Manisa ilinin Sardis antik kentini de içine alan ovalık alanı geçip doğuya ilerlediğimizde Antikçağ’da Katakekaumene olarak adlandırılan “yanık ülke”ye ulaşırız. Burada Sardis’le boy ölçüşebilecek büyük şehirler yoktur. En büyük kentlerinin bile “kasaba irisi” olarak tanımlanabileceği bölgede, çok sayıda köy yerleşimi vardır. Bu ücra dağ köylerinde yaşayan, yaşamını çiftçilik, çobanlık ya da dokumacılık yaparak geçiren insanlar, üzerinde bütün akrabalarının adlarının uzun uzun sıralandığı mezar taşlarıyla gömülür. Büyük hanelerde, birbirine sıkı sıkıya bağlı aileler içinde yaşayan bu köylüler, İS birinci yüzyılda birdenbire bize günahlarını anlatmaya başlar. Tanrılarına adadıkları kabartmalı stellerin üzerindeki hikâyeleriyle birden karşı karşıya kalıveririz.

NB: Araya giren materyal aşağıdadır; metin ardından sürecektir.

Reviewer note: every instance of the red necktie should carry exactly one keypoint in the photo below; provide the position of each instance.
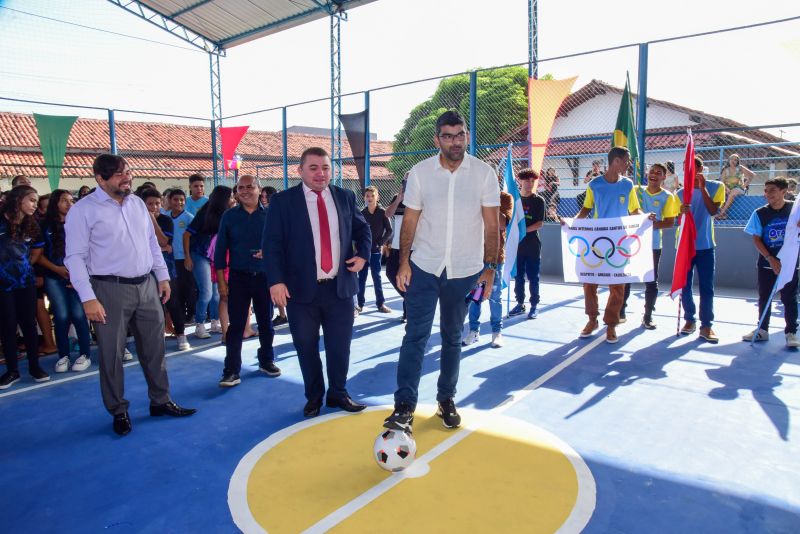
(325, 256)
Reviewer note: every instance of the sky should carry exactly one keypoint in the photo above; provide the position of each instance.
(750, 76)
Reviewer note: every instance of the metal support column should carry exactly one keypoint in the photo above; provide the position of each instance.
(366, 140)
(473, 110)
(112, 131)
(285, 150)
(641, 111)
(533, 39)
(336, 94)
(216, 115)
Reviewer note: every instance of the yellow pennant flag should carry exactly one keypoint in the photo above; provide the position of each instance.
(544, 99)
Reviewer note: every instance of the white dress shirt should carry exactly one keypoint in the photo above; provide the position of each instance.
(333, 224)
(104, 237)
(450, 229)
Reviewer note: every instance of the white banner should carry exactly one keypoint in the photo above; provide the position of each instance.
(607, 251)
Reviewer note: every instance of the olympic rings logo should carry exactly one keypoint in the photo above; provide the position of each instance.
(611, 249)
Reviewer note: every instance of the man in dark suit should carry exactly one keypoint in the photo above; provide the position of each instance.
(311, 269)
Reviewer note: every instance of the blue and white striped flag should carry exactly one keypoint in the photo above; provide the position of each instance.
(516, 229)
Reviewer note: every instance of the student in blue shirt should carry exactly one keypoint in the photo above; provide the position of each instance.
(610, 195)
(767, 225)
(708, 196)
(663, 207)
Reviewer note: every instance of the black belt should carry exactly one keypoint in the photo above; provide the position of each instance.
(120, 279)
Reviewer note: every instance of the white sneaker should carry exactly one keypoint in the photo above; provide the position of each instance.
(183, 343)
(472, 337)
(792, 340)
(497, 340)
(761, 335)
(83, 363)
(200, 331)
(62, 365)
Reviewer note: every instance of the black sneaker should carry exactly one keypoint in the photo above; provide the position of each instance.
(8, 379)
(519, 309)
(447, 411)
(269, 369)
(230, 380)
(401, 419)
(39, 375)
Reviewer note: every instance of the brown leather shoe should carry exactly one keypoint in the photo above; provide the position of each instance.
(611, 334)
(709, 335)
(589, 329)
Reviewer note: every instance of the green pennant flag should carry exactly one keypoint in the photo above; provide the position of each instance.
(53, 135)
(625, 131)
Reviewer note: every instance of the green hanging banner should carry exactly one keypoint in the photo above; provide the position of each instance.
(53, 135)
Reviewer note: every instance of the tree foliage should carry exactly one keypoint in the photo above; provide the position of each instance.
(502, 106)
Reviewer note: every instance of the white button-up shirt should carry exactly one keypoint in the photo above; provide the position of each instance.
(104, 237)
(333, 224)
(450, 229)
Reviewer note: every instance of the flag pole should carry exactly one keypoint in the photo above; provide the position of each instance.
(764, 313)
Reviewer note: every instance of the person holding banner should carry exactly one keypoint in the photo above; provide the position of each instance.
(663, 207)
(709, 195)
(608, 196)
(767, 225)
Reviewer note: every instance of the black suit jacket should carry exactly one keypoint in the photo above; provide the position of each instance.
(289, 243)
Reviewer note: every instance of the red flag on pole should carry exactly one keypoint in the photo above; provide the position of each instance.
(687, 230)
(231, 137)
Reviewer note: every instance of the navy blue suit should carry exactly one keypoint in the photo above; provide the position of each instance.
(290, 257)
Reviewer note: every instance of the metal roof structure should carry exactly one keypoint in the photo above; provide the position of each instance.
(216, 25)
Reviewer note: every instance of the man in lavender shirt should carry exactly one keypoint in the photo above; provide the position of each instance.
(116, 266)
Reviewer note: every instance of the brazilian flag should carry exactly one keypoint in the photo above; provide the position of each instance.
(625, 131)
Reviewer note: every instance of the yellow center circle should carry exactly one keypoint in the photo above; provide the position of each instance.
(497, 474)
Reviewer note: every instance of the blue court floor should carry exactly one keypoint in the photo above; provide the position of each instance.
(678, 435)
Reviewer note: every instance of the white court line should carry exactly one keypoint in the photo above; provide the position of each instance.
(78, 376)
(339, 515)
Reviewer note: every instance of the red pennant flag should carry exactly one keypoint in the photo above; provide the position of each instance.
(231, 137)
(688, 230)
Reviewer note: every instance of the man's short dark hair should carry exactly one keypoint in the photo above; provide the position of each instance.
(450, 118)
(149, 193)
(780, 182)
(527, 174)
(106, 165)
(698, 162)
(617, 152)
(659, 166)
(313, 151)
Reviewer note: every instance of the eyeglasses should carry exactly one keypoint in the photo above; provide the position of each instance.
(451, 137)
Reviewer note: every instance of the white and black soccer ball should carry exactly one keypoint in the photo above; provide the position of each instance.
(394, 450)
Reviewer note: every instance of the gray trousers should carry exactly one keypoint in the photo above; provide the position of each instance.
(137, 307)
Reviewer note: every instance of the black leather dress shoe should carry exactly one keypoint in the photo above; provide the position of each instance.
(122, 424)
(171, 409)
(345, 403)
(311, 409)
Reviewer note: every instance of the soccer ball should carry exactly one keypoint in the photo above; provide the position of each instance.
(394, 450)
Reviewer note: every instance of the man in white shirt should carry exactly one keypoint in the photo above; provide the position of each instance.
(451, 222)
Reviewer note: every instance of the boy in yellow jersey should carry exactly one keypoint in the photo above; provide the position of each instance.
(663, 207)
(607, 196)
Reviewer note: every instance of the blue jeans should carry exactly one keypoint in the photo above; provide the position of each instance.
(67, 308)
(495, 306)
(423, 293)
(207, 295)
(704, 262)
(527, 265)
(375, 269)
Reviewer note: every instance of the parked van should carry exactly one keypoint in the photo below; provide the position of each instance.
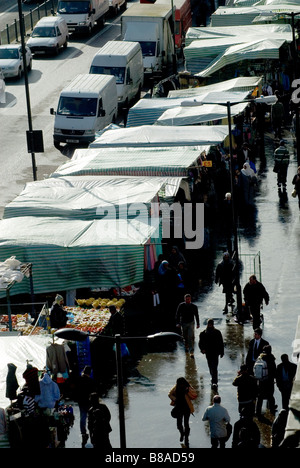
(49, 35)
(124, 60)
(88, 104)
(82, 15)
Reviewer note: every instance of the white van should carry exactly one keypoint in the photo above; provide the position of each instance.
(88, 104)
(82, 15)
(49, 35)
(124, 60)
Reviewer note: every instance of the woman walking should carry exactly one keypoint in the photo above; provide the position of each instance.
(181, 395)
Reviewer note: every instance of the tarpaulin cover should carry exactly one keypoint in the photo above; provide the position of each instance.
(244, 32)
(256, 50)
(70, 254)
(199, 114)
(141, 161)
(86, 197)
(153, 135)
(16, 350)
(241, 83)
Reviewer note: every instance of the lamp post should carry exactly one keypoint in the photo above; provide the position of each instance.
(73, 334)
(263, 99)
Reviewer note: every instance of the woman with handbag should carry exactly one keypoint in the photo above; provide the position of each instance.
(181, 396)
(296, 183)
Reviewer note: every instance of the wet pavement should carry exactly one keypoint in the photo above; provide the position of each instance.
(275, 237)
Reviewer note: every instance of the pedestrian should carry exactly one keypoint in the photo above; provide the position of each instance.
(246, 390)
(266, 385)
(255, 348)
(212, 345)
(99, 423)
(218, 418)
(254, 294)
(58, 315)
(85, 386)
(181, 399)
(285, 374)
(246, 433)
(277, 116)
(281, 164)
(296, 183)
(186, 315)
(225, 276)
(115, 325)
(278, 428)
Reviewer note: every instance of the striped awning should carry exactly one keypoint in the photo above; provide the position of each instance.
(140, 161)
(70, 254)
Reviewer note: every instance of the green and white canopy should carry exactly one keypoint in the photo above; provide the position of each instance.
(89, 197)
(154, 135)
(70, 254)
(241, 83)
(256, 50)
(140, 161)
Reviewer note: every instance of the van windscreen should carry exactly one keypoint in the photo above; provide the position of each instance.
(44, 31)
(118, 72)
(73, 7)
(77, 107)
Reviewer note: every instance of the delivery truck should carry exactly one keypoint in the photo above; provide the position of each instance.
(124, 60)
(82, 15)
(150, 25)
(88, 104)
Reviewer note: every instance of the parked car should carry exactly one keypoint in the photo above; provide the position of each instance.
(49, 35)
(11, 60)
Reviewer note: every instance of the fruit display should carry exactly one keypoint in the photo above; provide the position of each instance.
(91, 315)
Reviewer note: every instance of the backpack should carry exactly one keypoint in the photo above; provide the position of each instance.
(260, 369)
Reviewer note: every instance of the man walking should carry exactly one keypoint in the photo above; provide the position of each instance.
(254, 294)
(285, 374)
(186, 314)
(211, 344)
(255, 348)
(218, 418)
(225, 276)
(281, 163)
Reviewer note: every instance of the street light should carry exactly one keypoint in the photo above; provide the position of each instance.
(262, 99)
(73, 334)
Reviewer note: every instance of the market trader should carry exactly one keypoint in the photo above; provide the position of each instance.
(186, 314)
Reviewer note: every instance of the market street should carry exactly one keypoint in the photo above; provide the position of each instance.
(147, 406)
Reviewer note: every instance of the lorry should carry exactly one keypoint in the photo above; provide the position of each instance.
(150, 25)
(88, 104)
(182, 21)
(82, 15)
(124, 60)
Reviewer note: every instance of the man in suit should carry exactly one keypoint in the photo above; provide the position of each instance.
(285, 374)
(256, 346)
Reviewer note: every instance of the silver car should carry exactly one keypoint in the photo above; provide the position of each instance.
(11, 60)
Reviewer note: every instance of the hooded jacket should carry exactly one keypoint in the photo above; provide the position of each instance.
(50, 393)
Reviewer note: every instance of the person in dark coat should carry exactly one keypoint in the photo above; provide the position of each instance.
(246, 390)
(225, 277)
(285, 374)
(85, 386)
(266, 387)
(58, 316)
(11, 382)
(255, 348)
(212, 345)
(254, 294)
(246, 433)
(99, 423)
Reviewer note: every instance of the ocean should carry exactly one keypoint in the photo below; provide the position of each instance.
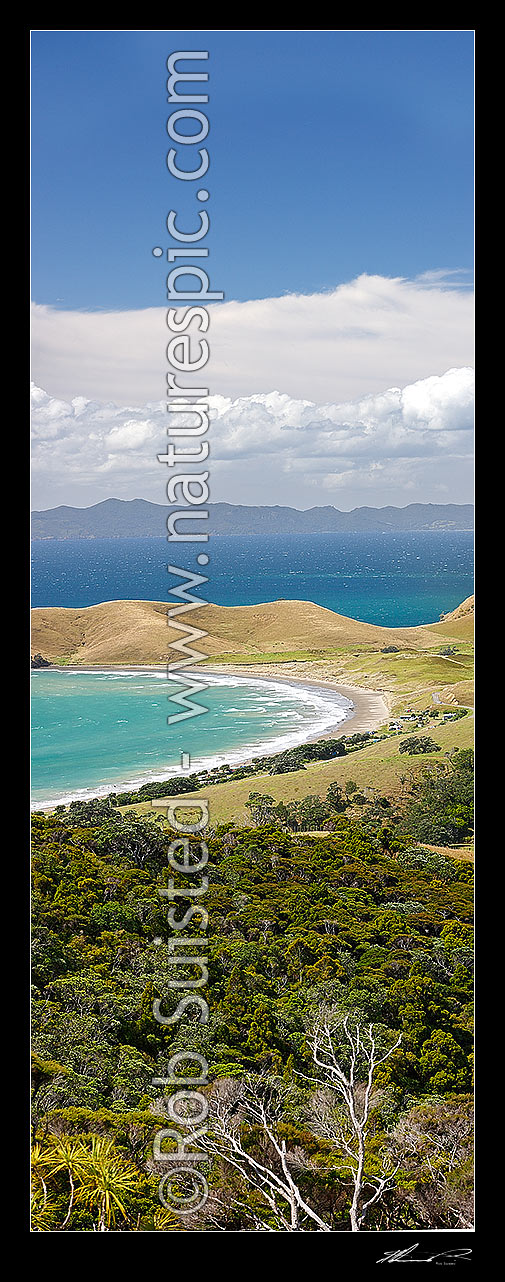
(96, 732)
(397, 580)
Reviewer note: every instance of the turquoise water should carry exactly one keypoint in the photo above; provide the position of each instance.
(95, 732)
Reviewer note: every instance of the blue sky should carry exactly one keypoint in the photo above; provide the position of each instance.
(332, 154)
(341, 221)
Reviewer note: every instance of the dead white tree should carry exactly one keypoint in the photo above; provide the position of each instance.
(248, 1122)
(353, 1086)
(236, 1108)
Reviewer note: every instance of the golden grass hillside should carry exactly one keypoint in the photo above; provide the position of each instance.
(137, 632)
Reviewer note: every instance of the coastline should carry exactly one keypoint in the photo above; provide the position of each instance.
(371, 707)
(365, 712)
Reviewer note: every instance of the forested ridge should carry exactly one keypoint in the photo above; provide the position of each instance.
(317, 942)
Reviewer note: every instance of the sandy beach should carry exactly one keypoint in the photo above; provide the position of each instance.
(369, 707)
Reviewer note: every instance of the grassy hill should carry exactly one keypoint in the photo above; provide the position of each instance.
(136, 632)
(378, 765)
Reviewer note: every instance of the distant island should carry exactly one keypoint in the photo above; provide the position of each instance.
(137, 518)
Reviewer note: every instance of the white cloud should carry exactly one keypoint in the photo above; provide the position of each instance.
(367, 335)
(390, 446)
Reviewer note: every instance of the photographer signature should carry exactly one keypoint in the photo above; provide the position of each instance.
(438, 1258)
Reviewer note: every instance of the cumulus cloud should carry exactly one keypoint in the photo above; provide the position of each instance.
(387, 446)
(351, 341)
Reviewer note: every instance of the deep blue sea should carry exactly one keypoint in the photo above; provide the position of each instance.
(395, 580)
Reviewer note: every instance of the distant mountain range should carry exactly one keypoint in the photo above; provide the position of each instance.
(136, 518)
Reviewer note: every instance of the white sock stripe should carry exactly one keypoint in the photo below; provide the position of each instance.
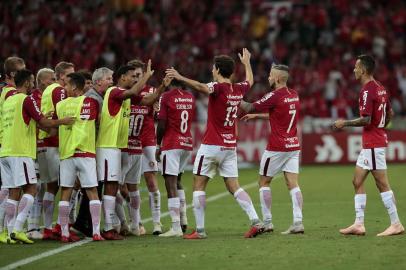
(85, 241)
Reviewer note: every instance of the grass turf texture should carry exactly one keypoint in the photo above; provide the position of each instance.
(328, 206)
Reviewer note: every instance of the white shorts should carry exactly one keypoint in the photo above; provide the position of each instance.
(83, 168)
(131, 168)
(17, 171)
(149, 163)
(209, 158)
(372, 159)
(108, 164)
(174, 161)
(273, 162)
(48, 161)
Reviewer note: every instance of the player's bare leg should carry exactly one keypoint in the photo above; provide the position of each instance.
(388, 199)
(134, 210)
(244, 200)
(292, 180)
(73, 201)
(360, 201)
(3, 201)
(64, 209)
(154, 201)
(182, 199)
(49, 204)
(63, 215)
(120, 223)
(109, 205)
(95, 212)
(199, 206)
(171, 184)
(33, 230)
(265, 198)
(24, 207)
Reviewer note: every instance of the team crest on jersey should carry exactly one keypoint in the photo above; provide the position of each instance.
(364, 97)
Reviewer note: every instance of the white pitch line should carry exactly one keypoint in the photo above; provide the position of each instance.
(87, 240)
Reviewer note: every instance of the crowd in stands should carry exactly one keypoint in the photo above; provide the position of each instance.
(319, 40)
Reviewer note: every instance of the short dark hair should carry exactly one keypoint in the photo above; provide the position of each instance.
(225, 64)
(77, 79)
(61, 67)
(368, 62)
(11, 63)
(86, 74)
(22, 76)
(136, 63)
(121, 71)
(178, 84)
(280, 67)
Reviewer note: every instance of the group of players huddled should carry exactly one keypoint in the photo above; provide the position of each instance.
(96, 133)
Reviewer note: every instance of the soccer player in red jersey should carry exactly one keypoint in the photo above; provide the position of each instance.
(375, 113)
(283, 150)
(132, 158)
(45, 77)
(218, 149)
(145, 128)
(174, 138)
(109, 158)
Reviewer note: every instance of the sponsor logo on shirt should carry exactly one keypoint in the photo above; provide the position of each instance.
(364, 98)
(330, 151)
(289, 100)
(183, 100)
(184, 106)
(142, 110)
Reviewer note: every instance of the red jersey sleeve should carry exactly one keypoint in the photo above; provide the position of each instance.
(31, 108)
(116, 94)
(58, 94)
(163, 108)
(213, 88)
(90, 110)
(245, 87)
(136, 100)
(266, 103)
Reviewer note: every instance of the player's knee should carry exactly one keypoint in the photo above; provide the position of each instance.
(357, 183)
(31, 189)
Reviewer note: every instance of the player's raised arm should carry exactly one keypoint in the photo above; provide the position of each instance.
(198, 86)
(246, 106)
(245, 60)
(359, 122)
(136, 88)
(150, 99)
(252, 116)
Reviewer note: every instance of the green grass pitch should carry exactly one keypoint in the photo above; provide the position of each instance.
(328, 206)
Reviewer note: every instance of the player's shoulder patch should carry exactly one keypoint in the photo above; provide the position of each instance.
(211, 86)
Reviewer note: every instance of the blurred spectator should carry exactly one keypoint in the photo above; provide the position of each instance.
(319, 40)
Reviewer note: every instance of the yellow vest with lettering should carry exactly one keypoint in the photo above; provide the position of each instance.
(113, 130)
(79, 136)
(4, 92)
(47, 106)
(19, 139)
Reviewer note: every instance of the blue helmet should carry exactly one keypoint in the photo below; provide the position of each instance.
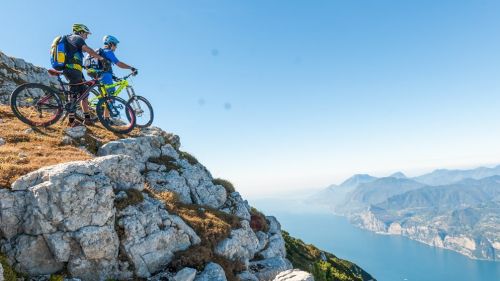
(110, 39)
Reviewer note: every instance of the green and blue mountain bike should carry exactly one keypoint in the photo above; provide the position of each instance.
(140, 105)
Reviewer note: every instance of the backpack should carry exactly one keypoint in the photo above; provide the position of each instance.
(59, 53)
(90, 62)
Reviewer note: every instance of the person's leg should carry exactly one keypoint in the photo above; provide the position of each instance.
(107, 79)
(74, 77)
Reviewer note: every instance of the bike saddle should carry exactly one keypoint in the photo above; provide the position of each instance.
(54, 72)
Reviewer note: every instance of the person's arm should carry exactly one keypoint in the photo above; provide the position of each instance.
(124, 65)
(91, 52)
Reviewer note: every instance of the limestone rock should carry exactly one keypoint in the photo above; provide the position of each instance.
(140, 149)
(76, 132)
(186, 274)
(241, 245)
(212, 272)
(34, 257)
(275, 247)
(235, 205)
(171, 181)
(152, 236)
(267, 269)
(247, 276)
(274, 225)
(294, 275)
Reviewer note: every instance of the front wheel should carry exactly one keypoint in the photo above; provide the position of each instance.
(143, 111)
(36, 104)
(115, 115)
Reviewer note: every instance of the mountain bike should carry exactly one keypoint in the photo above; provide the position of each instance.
(142, 107)
(39, 105)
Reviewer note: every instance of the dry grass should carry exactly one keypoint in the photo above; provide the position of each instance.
(24, 153)
(190, 158)
(133, 197)
(211, 225)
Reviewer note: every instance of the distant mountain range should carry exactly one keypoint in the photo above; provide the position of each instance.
(453, 209)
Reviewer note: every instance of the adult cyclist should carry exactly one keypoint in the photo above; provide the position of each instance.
(73, 69)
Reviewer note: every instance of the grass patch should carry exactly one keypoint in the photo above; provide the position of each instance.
(190, 158)
(8, 273)
(167, 161)
(133, 197)
(258, 221)
(211, 225)
(42, 147)
(226, 184)
(323, 265)
(56, 277)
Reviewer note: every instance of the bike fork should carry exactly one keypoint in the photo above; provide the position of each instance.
(131, 95)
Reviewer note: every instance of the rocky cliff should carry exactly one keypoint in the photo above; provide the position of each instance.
(129, 207)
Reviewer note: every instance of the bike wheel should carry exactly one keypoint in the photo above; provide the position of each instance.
(93, 99)
(115, 115)
(143, 111)
(36, 104)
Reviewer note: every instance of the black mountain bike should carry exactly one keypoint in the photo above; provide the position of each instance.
(39, 105)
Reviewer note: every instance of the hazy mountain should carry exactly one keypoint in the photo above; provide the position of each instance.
(464, 216)
(398, 175)
(335, 195)
(452, 209)
(466, 193)
(370, 193)
(444, 176)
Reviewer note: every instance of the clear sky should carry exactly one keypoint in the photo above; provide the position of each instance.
(283, 95)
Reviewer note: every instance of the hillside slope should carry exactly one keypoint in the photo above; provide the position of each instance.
(87, 204)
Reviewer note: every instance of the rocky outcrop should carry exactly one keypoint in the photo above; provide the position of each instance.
(14, 72)
(268, 269)
(212, 272)
(152, 236)
(294, 275)
(191, 181)
(64, 217)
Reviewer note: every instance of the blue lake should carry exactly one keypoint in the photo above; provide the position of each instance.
(387, 258)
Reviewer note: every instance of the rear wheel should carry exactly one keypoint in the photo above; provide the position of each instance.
(36, 104)
(143, 111)
(115, 115)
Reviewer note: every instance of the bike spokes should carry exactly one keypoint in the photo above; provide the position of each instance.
(143, 111)
(115, 115)
(36, 105)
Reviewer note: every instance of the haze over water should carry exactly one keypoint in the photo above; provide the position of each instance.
(387, 258)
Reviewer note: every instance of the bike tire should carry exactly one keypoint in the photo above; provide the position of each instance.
(24, 102)
(146, 106)
(112, 104)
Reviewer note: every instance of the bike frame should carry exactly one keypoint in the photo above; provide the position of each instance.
(72, 104)
(121, 84)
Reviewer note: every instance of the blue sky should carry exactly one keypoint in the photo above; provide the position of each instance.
(283, 95)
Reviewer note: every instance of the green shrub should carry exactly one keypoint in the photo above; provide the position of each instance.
(8, 273)
(133, 197)
(226, 184)
(190, 158)
(258, 221)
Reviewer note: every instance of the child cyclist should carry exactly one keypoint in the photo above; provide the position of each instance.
(105, 72)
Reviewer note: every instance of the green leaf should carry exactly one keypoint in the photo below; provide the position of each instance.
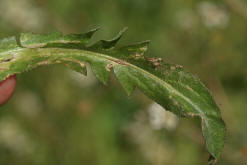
(168, 84)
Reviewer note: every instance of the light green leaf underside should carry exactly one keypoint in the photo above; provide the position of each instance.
(169, 85)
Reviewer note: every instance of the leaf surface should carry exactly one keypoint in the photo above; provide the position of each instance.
(168, 84)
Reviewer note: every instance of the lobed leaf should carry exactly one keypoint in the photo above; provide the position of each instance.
(168, 84)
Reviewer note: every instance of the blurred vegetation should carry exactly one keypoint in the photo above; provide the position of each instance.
(60, 117)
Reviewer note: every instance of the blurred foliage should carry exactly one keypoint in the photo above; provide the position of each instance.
(60, 117)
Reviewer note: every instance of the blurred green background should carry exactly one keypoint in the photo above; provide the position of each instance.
(60, 117)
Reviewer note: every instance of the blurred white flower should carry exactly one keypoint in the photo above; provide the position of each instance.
(186, 19)
(160, 118)
(22, 14)
(212, 15)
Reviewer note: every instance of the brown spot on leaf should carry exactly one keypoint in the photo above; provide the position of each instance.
(154, 61)
(108, 67)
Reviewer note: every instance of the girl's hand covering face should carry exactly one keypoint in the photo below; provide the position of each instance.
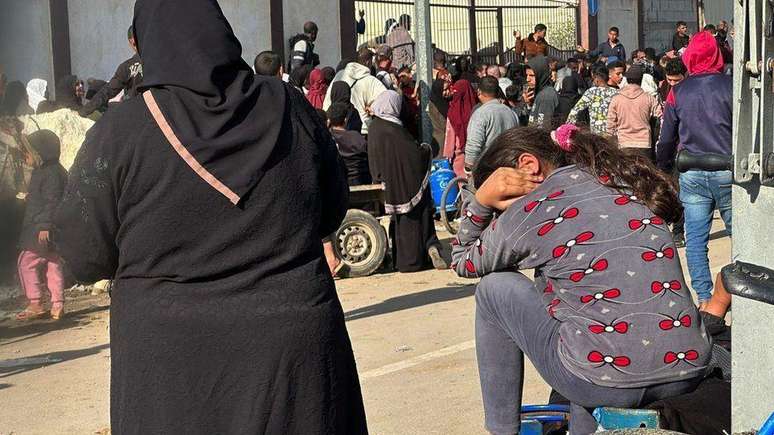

İki bin yıl öncesinin Manisalı köylüleri bizimle doğrudan konuşmakta, üstelik bize en mahrem aile sırlarını anlatmaktadır. Bu, Antikçağ’da başka hiçbir yerde ve zamanda karşılaşmadığımız, hayret ve heyecan verici bir durum. Tam da bu yüzden, bu yazıtlar, on dokuzuncu yüzyılın sonlarından başlayarak epigraf ve tarihçilerin “iştahını kabartarak” çok sayıda çalışmaya konu olmuştur.
Sayısı neredeyse iki yüze yaklaşan bu adaklarda, insanların hem birbirleriyle hem tanrılarıyla ilişkilerine dair onlarca öykü gizlidir.